In St. Paul’s first letter to the Corinthians, chapter twelve, the holy Apostle discusses how the Church, the Body of Christ, functions; all the members relate harmoniously, employing the varying gifts given to them by God in a complementary fashion. The weaker members’ gifts are not to be neglected; they are described as essential to the health of the Body. The goal, St. Paul says, is that there be no divisions and that all “may have the same care for one another.” (1 Cor. 12:25)
The members of Christ’s Body are variously strong and weak, rich and poor, abled and disabled. In Holy Scripture and in Patristic literature strong, rich, and abled relate, as do weak, poor, and disabled. Dr. Brian Ephrem Fitzgerald’s Presentation (here in written form) on St. John Chrysostom on Wealth and Poverty therefore relates to ability and disability. He takes as his primary text St. John Chrysostom’s sermons on Luke 16:19-31, the story of the rich man and Lazarus.

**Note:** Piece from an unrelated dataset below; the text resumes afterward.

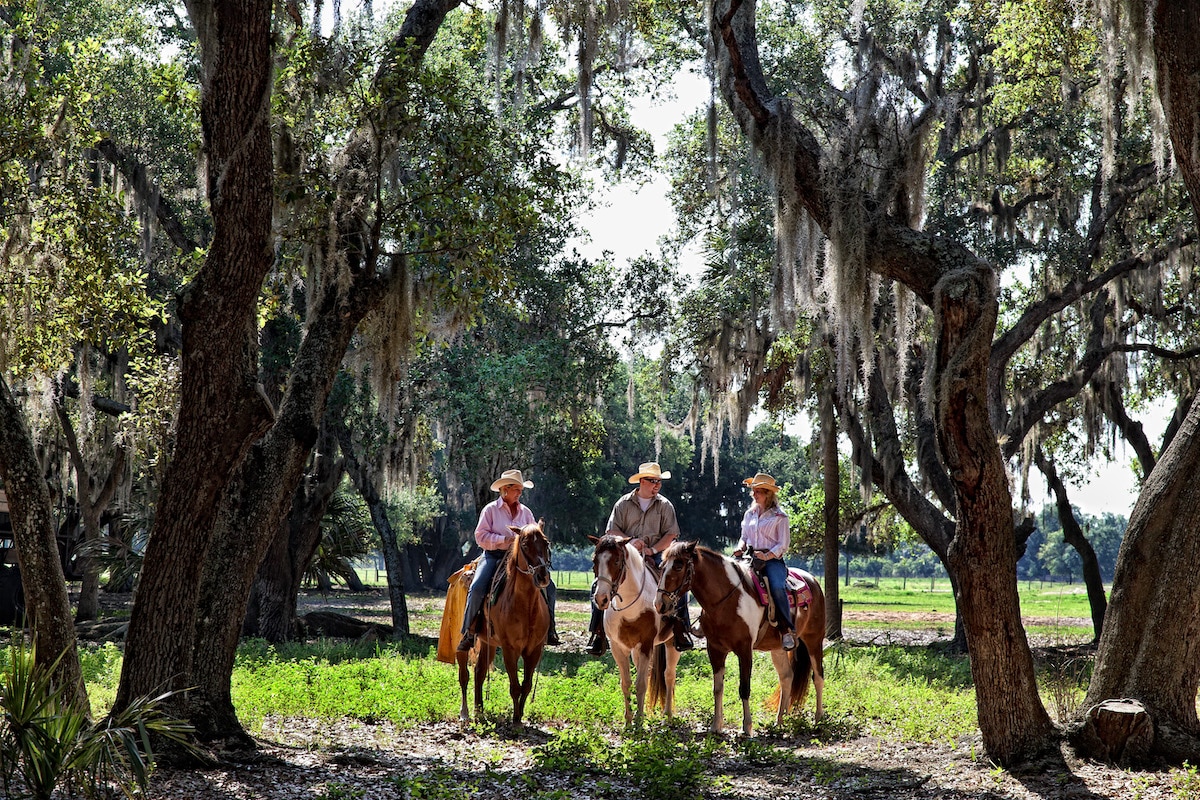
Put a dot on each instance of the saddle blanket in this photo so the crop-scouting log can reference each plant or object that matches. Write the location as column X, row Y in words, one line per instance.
column 798, row 593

Lazarus is shown as a good example because of his virtue, and the rich man is a bad example because of the misuse of his wealth; wealth and poverty are not the criterion in and of themselves.
The greater part of the presentation is devoted to the question, “How should we use these examples?” according to St. John Chrysostom.
Here is the first sentence of the very last paragraph:
“What truly lasts is that which is internal and intrinsic to a man, namely his character and deeds.” (Page 17)
Dr. Brian Ephrem Fitzgerald’s 2002 Presentation sets before us truths we greatly need to hear and personally digest as we prepare to stand before the Judgment Seat of Christ.